Why do you talk so much about carbon dioxide (CO2)?
Oxygen availability to cells is highest when CO2 levels are normal (between 35 and 45mmHg). For many people CO2 levels are too low as a result of breathing dysfunction. This reduces the amount of oxygen available to cells (via the Bohr effect and vasoconstriction). This means over-breathing can starve your cells of oxygen to a lesser or greater extent some or all of the time.
More oxygen means breathing more, right?!
Breathing rates and breathing volumes have increased dramatically over the last 80 years, yet, on the whole we are all less healthy. So the idea that breathing more gives us more oxygen can’t be the solution – it’s also not true. Breathing in excess of metabolic requirements reduces CO2 levels which are needed to enable oxygen uptake of cells. Therefore, low CO2 = low O2!
How can Coherent Breathing help with stress?
Coherent breathing is primarily concerned with nervous system balance (equal sympathetic and parasympathetic activation). Heart rate variability (HRV) biofeedback is a technique to determine and measure the balance of the autonomic nervous system. Persistent stress means our system is geared to handle stress (sympathetic dominance) but the less we relax, the more we lose our ability to relax. It’s a use-it-or-lose-it scenario and particularly true for deep relaxation. Research has shown that nervous system imbalance affects immune system function, cardiovascular function, hormone balance and many others. I think of nervous system balance as the healing balance.

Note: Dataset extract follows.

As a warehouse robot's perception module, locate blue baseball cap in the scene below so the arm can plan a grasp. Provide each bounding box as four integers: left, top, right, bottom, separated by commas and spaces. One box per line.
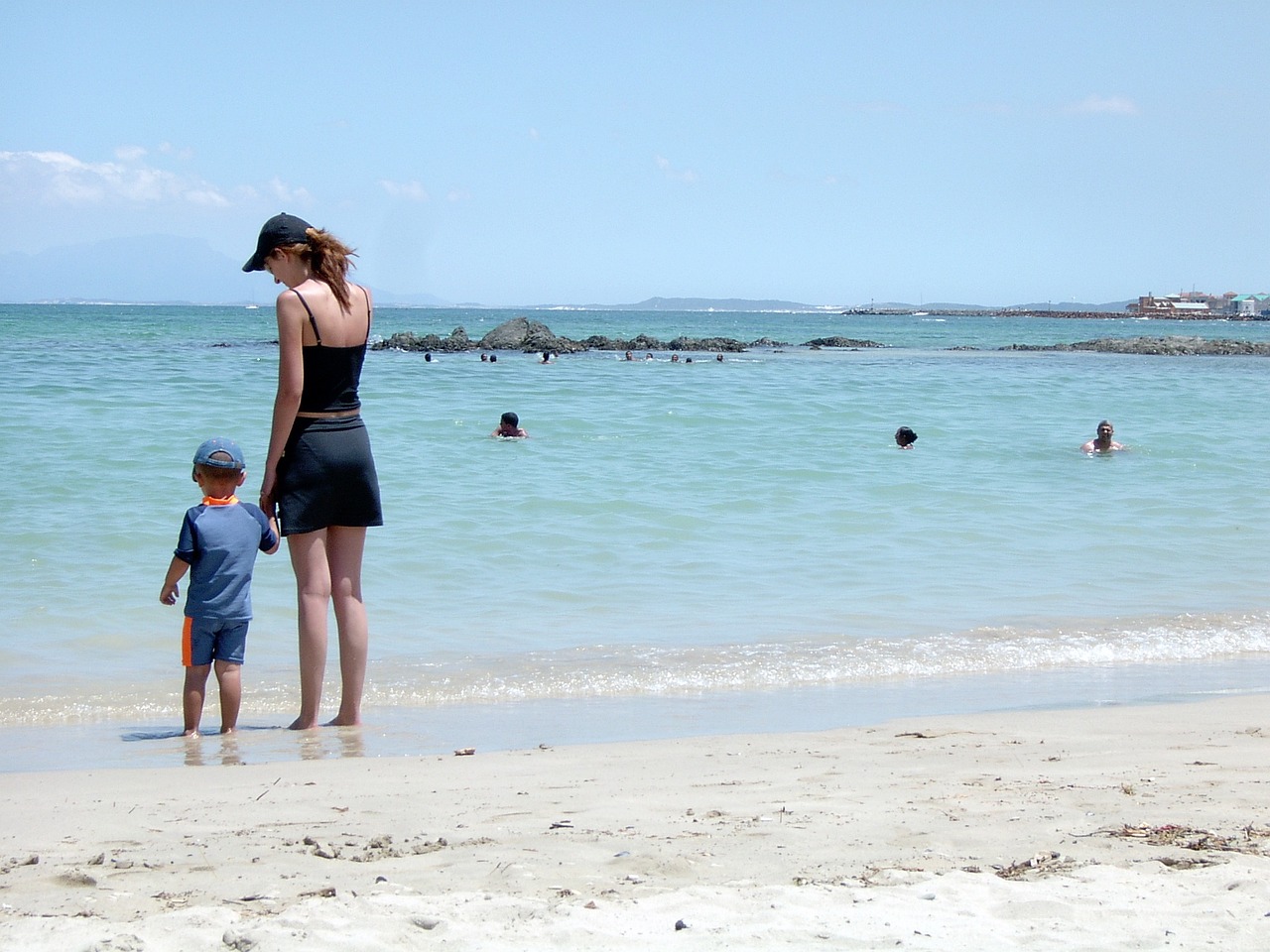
194, 436, 246, 470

I will teach you how to establish this balance using your breath and positive intent. In a one-on-one setting, acupressure is particularly effective to establish and maintain this balance. Biofeedback will be used throughout to measure this balance. Over the course of a few sessions and your continued home practice your parasympathetic and sympathetic tone will even out. You should find you are better equipped to handle your daily challenges, feel better and have a more positive outlook on life, and any symptoms of ill-health should improve.
What is the difference between coherence and resonance?
Breathing and intention create special states called coherence and resonance. In coherence, the heart rate and breathing wave align. In resonance, brain function and other systems in the body also synchronise. It is a very special state and an experience of this you will treasure for life. The coherence state can be measured and improves over time with long-term benefit to the client.